Sometimes words alone seem inadequate to communicate your message. As many designers are learning, photographs can add power and impact to a layout. Just as computers have made using illustrations and drawings as easy as clicking a few buttons, advances in scanning, printing, stock photos and other imaging technologies have made photos accessible to graphics designers.
Photographs bring realism and authenticity to your marketing material. Photos offer a few things that other kinds of illustrations and artwork can’t match. The most obvious is that photos seem real they offer concrete visual proof to back up your text. This is why newspapers and magazines use photos for hard news stories, but use illustrations for more abstract articles. Numerous studies show that readers are more likely to believe a story, statistic, advertising claim, or other assertion if it features a photo. A good photograph captures our attention, conveys emotion, and tells a story.
Photos can also evoke a greater sense of urgency and drama from readers than illustrations can. If you try to recall the most important events of the last 50 years, odds are you associate the events you remember with photos you’ve seen. Black-and-white photos are generally considered to be more authentic or “real” than color photos.
Half the battle of producing professional, attractive layouts with photos is making sure you choose the best shots available. You don’t have to be a shutterbug to know that not all photos are created equal. A good photograph stands apart from the rest because it both feels right and looks good. It captures our attention, conveys emotion, and tells a story. Photographers must expose and print the photograph properly, meeting basic standards of clarity and quality. A combination of the artistic and technical produces a winning photo.
How do I design business cards, letterhead, and envelopes for 2 color printing. For instance, can two colors be combined for a third color? Can the white of the paper be allowed to shine through to create gradients (like light blue to dark blue)?
Does Illustrator allow you to select just two colors and design from those. If so, how do you set up your color palette?
Sure, you can use Illustrator to design your pieces with only two colors. You’ll be working with Spot Colors.
Working in a CMYK document color mode, you can create your CMYK color and add it to the Swatch Window (Window > Show Swatches). Then you can make it a spot color by double clicking on it in the Swatch Window. Change the Color Type from Process to Spot. Notice the ‘spot’ in their little swatch in the Swatch Window. Or there are entire libraries available from Pantone, who supplies them to Adobe. Windows>Swatch Libraries>Pantone (Coated, uncoated, etc, depending on the gloss of your paper stock)
To vary the screen from 0 to 100 percent, use a percentage tint (Window > Show transparency). To blend two colors, you need to place objects on top of each other and learn about Overprinting. For example. Create a 100% red spot color square and a 100% yellow spot color square and overlap parts of them so there’s a common area.
Now select View > Overprint Preview from the menu
Now select both squares and choose Window > Show Attributes. There, check the box marked Overprint Fill. The common area will become orange and that’s the way it will print! That’s how you create interesting blends with a limited spot color palette. If one of your colors is black, you can just use 100%K, you don’t need to “Spot Color” it.
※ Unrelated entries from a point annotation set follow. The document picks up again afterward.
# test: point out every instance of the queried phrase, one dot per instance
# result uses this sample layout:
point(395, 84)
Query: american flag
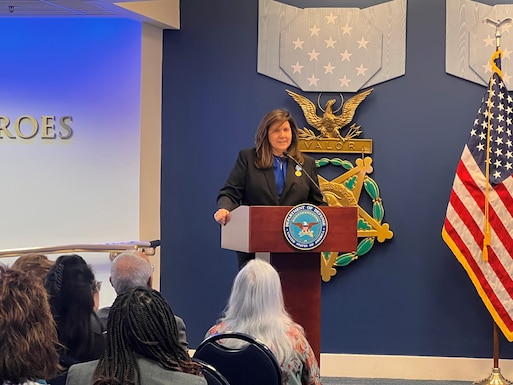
point(479, 220)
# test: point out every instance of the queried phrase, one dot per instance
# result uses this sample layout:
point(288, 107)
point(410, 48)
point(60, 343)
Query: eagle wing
point(309, 109)
point(349, 108)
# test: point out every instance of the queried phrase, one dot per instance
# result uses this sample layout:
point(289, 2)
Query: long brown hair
point(264, 151)
point(27, 329)
point(141, 323)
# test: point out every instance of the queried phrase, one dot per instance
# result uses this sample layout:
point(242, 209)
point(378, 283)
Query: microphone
point(286, 154)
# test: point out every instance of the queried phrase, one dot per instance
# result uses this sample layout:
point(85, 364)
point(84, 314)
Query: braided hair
point(140, 323)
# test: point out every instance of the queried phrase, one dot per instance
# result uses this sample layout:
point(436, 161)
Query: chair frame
point(227, 363)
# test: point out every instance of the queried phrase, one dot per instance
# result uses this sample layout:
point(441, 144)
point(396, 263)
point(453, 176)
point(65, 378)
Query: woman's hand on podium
point(222, 216)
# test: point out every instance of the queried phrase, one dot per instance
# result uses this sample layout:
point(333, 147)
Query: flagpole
point(495, 378)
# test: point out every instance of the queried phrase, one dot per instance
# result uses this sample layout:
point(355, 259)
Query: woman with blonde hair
point(256, 307)
point(27, 330)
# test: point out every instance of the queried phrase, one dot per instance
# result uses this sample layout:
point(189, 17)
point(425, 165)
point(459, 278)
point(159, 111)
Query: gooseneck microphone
point(286, 154)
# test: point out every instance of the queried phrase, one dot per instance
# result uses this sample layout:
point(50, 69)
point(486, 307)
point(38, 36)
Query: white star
point(361, 70)
point(314, 31)
point(346, 55)
point(487, 67)
point(506, 77)
point(362, 43)
point(330, 43)
point(346, 29)
point(344, 82)
point(312, 81)
point(297, 68)
point(331, 18)
point(506, 27)
point(489, 41)
point(328, 69)
point(298, 43)
point(314, 55)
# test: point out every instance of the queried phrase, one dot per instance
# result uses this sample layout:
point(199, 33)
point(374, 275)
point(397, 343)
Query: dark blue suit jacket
point(248, 185)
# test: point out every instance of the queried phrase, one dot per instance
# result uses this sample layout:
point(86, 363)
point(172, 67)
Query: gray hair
point(256, 307)
point(130, 269)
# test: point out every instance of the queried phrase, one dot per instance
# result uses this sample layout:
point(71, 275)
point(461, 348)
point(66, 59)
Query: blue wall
point(408, 296)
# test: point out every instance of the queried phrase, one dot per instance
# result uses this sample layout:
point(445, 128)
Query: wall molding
point(411, 367)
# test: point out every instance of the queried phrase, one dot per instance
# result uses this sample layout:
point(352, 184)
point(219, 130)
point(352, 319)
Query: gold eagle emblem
point(329, 124)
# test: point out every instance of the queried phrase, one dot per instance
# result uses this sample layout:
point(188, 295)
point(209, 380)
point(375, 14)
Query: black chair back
point(252, 364)
point(212, 375)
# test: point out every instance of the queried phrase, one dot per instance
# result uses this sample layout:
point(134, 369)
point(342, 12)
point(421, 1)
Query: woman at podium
point(273, 173)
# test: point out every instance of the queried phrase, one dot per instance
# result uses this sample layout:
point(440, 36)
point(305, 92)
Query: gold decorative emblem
point(346, 189)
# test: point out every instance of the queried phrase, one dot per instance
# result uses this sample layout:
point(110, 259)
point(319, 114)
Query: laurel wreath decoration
point(378, 212)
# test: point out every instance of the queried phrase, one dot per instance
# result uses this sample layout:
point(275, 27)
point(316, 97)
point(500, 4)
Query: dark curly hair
point(27, 329)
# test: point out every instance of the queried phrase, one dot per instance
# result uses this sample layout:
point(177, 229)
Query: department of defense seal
point(305, 227)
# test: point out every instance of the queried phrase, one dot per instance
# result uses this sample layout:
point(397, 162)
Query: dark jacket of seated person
point(142, 346)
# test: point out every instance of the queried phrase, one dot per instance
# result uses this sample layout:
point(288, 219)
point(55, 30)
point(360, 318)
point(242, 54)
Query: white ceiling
point(163, 12)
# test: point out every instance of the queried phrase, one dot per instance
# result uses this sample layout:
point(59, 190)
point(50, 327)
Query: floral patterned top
point(299, 369)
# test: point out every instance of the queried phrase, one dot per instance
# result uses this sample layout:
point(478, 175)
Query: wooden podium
point(260, 229)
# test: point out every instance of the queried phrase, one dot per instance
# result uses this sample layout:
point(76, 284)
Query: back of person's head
point(130, 269)
point(71, 286)
point(27, 330)
point(256, 307)
point(38, 265)
point(141, 323)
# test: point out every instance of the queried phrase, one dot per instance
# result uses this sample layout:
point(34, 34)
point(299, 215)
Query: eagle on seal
point(329, 124)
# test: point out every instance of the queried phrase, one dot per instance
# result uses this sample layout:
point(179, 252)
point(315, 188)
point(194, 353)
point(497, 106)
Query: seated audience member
point(37, 265)
point(131, 269)
point(256, 308)
point(142, 346)
point(28, 337)
point(72, 290)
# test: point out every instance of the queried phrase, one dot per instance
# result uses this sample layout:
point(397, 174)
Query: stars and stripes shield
point(479, 221)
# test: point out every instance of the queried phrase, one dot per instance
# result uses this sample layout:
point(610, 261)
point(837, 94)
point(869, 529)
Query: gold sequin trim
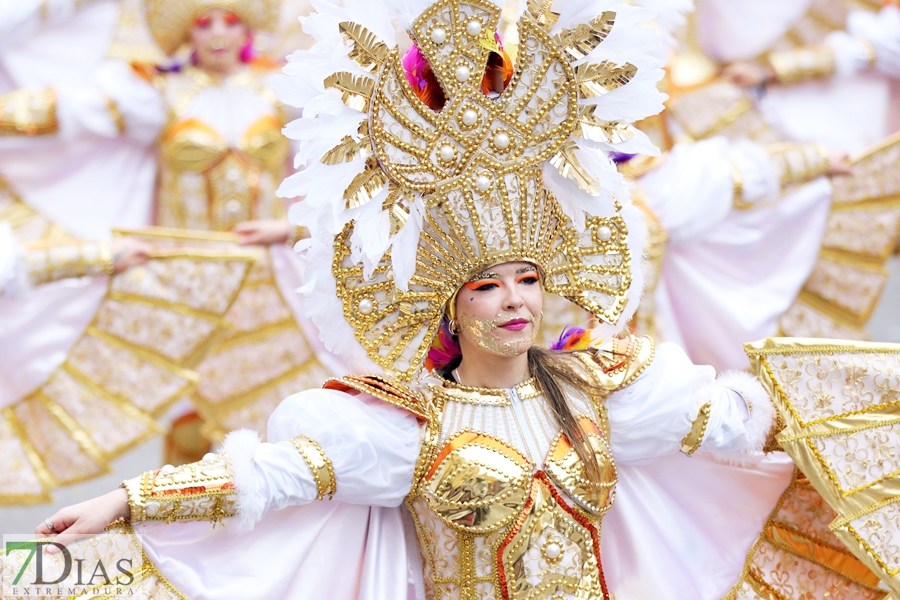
point(28, 112)
point(694, 438)
point(796, 163)
point(319, 465)
point(52, 261)
point(802, 64)
point(117, 117)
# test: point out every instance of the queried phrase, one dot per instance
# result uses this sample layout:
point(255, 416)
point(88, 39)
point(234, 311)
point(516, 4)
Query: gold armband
point(793, 66)
point(319, 464)
point(28, 112)
point(52, 261)
point(298, 234)
point(796, 163)
point(737, 183)
point(616, 363)
point(201, 491)
point(871, 55)
point(115, 115)
point(694, 438)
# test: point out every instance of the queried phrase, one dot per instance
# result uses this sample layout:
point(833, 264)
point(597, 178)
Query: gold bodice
point(206, 180)
point(501, 502)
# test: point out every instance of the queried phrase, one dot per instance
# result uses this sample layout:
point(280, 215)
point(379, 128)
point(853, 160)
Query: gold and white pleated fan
point(524, 176)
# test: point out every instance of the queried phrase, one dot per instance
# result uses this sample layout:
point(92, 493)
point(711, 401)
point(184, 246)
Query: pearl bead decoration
point(438, 35)
point(447, 153)
point(501, 141)
point(552, 551)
A duotone is an image taken from a black and white original and produced through two-color printing. The two colors may be used to achieve a wide variety of effects on letterhead, business cards, envelopes and other business stationery. What’s exciting about duotones is they offer virtually limitless variety, yet are reasonably easy to generate in pre-press and to run on press. As a result, duotones are a great value, providing wide creative freedom at economical costs.
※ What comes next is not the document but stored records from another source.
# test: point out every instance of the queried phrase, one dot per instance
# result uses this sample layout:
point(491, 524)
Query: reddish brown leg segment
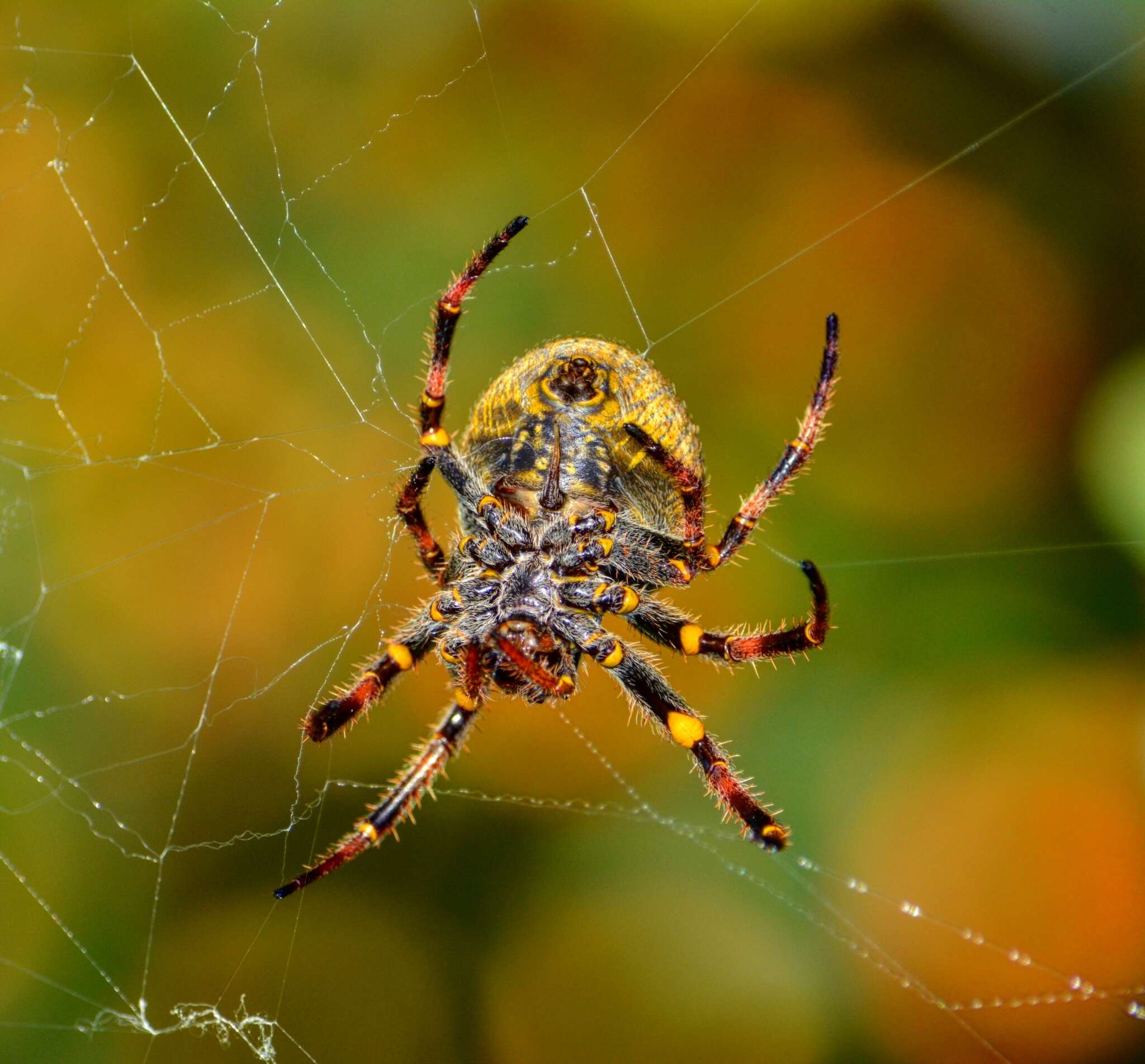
point(409, 510)
point(670, 627)
point(795, 455)
point(447, 311)
point(408, 790)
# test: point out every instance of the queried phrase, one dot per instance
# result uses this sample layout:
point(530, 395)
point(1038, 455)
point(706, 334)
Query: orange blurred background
point(218, 266)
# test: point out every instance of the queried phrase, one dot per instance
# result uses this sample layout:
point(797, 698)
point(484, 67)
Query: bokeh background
point(207, 365)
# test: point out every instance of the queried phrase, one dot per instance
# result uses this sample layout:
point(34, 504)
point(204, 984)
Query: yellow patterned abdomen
point(586, 391)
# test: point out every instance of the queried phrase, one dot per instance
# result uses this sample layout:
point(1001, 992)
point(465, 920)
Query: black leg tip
point(832, 329)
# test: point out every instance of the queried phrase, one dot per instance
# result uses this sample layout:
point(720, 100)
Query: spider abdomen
point(584, 391)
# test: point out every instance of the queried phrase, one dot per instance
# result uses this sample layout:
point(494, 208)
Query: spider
point(581, 489)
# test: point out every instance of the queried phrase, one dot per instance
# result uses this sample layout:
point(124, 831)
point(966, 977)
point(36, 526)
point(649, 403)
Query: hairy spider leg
point(436, 440)
point(795, 457)
point(692, 488)
point(447, 311)
point(671, 627)
point(409, 510)
point(407, 791)
point(410, 644)
point(662, 704)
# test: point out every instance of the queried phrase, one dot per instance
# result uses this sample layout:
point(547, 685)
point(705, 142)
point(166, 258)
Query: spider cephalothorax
point(581, 489)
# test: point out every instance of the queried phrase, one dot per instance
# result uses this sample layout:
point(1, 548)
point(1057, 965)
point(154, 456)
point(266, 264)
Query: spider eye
point(574, 380)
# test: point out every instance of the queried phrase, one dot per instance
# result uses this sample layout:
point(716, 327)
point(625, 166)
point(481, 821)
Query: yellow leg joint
point(686, 730)
point(436, 438)
point(689, 639)
point(400, 655)
point(615, 657)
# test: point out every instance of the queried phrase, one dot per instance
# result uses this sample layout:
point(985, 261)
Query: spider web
point(224, 230)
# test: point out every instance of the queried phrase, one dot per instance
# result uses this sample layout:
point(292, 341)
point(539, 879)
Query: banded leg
point(409, 510)
point(670, 627)
point(795, 457)
point(408, 790)
point(447, 311)
point(663, 705)
point(409, 647)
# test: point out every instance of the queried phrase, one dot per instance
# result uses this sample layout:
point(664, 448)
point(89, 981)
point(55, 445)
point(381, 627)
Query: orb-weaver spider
point(581, 488)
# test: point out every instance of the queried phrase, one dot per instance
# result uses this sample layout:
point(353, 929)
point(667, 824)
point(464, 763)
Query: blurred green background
point(200, 443)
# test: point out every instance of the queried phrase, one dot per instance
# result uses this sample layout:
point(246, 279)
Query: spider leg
point(407, 791)
point(670, 627)
point(409, 510)
point(433, 438)
point(690, 486)
point(662, 705)
point(408, 648)
point(447, 311)
point(795, 457)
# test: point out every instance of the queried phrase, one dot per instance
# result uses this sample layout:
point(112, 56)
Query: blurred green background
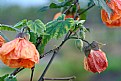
point(69, 61)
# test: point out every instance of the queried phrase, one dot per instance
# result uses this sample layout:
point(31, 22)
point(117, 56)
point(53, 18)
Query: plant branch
point(55, 51)
point(86, 9)
point(65, 78)
point(5, 37)
point(81, 39)
point(32, 73)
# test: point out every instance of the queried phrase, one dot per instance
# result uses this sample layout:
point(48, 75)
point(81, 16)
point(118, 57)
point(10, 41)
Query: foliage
point(72, 27)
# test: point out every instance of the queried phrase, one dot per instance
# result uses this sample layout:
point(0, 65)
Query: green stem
point(4, 36)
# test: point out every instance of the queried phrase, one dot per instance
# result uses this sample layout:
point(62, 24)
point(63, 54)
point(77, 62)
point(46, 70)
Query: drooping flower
point(96, 61)
point(2, 40)
point(19, 53)
point(115, 17)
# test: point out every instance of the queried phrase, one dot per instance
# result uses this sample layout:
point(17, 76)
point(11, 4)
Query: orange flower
point(2, 40)
point(115, 17)
point(19, 53)
point(96, 61)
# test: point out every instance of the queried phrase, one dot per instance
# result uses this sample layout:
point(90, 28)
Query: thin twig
point(5, 37)
point(86, 9)
point(37, 45)
point(65, 78)
point(81, 39)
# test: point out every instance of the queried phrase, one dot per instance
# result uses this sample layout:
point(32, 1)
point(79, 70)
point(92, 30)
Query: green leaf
point(103, 4)
point(37, 26)
point(8, 28)
point(20, 23)
point(59, 5)
point(10, 78)
point(44, 8)
point(60, 0)
point(33, 37)
point(59, 27)
point(3, 77)
point(56, 29)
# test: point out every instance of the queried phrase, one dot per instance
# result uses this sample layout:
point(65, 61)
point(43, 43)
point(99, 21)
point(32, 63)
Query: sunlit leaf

There is no one duotone. In fact, there are three types of traditional duotones – created from two halftones of the same image – and two types of “fake” duotones – halftones printed over a solid or screened second color. When you consider that duotones may be created in any color or hue, the full range of possibilities seems limitless. Even within the confines of a specific duotone technique, the compression or extension of the density range, intensity of color, and a myriad of other details can have a dramatic effect on the end product. Achieving the duotone effect you want depends on clear and open communication with the print shop. Explain what you’re looking for in detail and, most important, be ready for some trial and error as you work through the process of finding the best technique and color combination.
One thing is certain, good duotones begin with good photography. If you start with photos which offer a broad range of tonal value and detail, you will have more flexibility to adjust screen densities and tonal range. Finally, the best duotones are printed on paper that can hold halftone dots in tight, crisp resolution.
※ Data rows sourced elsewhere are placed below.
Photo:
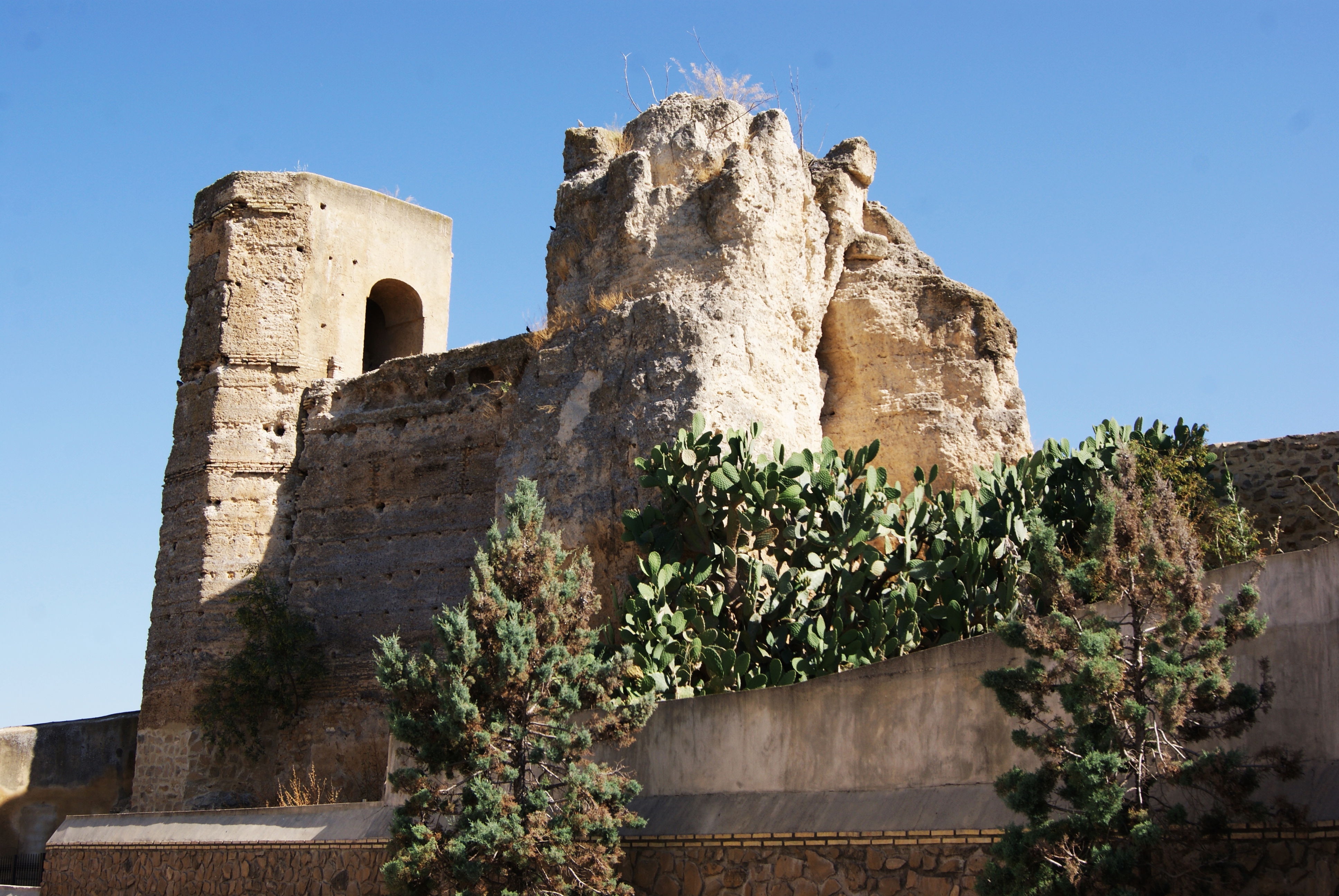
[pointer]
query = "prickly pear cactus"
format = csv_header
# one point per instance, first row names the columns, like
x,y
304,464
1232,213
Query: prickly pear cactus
x,y
766,570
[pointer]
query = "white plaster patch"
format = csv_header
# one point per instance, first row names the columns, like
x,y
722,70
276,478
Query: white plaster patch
x,y
578,405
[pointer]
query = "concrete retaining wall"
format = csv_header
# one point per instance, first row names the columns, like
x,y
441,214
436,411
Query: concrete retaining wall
x,y
916,743
302,850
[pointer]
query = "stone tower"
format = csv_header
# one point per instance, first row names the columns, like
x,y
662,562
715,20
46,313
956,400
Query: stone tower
x,y
294,279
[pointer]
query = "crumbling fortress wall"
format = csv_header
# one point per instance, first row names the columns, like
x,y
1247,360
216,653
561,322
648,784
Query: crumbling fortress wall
x,y
700,262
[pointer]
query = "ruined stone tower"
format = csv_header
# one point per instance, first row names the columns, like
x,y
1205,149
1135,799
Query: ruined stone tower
x,y
700,262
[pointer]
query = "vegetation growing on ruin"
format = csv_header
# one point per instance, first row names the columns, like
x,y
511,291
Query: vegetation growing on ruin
x,y
766,570
502,797
772,570
268,680
1120,706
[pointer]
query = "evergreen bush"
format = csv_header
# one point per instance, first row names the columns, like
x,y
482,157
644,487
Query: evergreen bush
x,y
1125,709
766,570
275,670
501,797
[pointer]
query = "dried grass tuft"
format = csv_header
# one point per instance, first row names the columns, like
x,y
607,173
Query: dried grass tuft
x,y
307,791
568,315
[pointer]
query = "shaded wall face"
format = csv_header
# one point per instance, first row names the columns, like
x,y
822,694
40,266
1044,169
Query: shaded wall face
x,y
394,489
59,769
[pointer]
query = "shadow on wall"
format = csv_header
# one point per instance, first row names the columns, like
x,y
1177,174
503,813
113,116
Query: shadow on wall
x,y
59,769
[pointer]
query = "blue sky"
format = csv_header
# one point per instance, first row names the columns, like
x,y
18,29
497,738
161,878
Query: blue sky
x,y
1151,193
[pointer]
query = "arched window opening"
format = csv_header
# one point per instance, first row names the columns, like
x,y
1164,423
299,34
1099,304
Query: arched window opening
x,y
394,323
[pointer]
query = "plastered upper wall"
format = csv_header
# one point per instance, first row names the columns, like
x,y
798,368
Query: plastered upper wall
x,y
282,270
59,769
298,256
Selecting Ink color Subject matter often suggests the choice of duotone color. For example, wood surfaces and finishes can often be replicated closely in duotones combining black and brown or orange and dark brown inks. Many designers have discovered that duotones, created with unusual colors, can add power and impact by transforming photography into images which are virtually illustration. Most important, duotone effects depend as much on how you use the two colors as what colors you specify.
The difference in effect is dramatic. The choice is up to you. Consider duotones for your next two color printing project.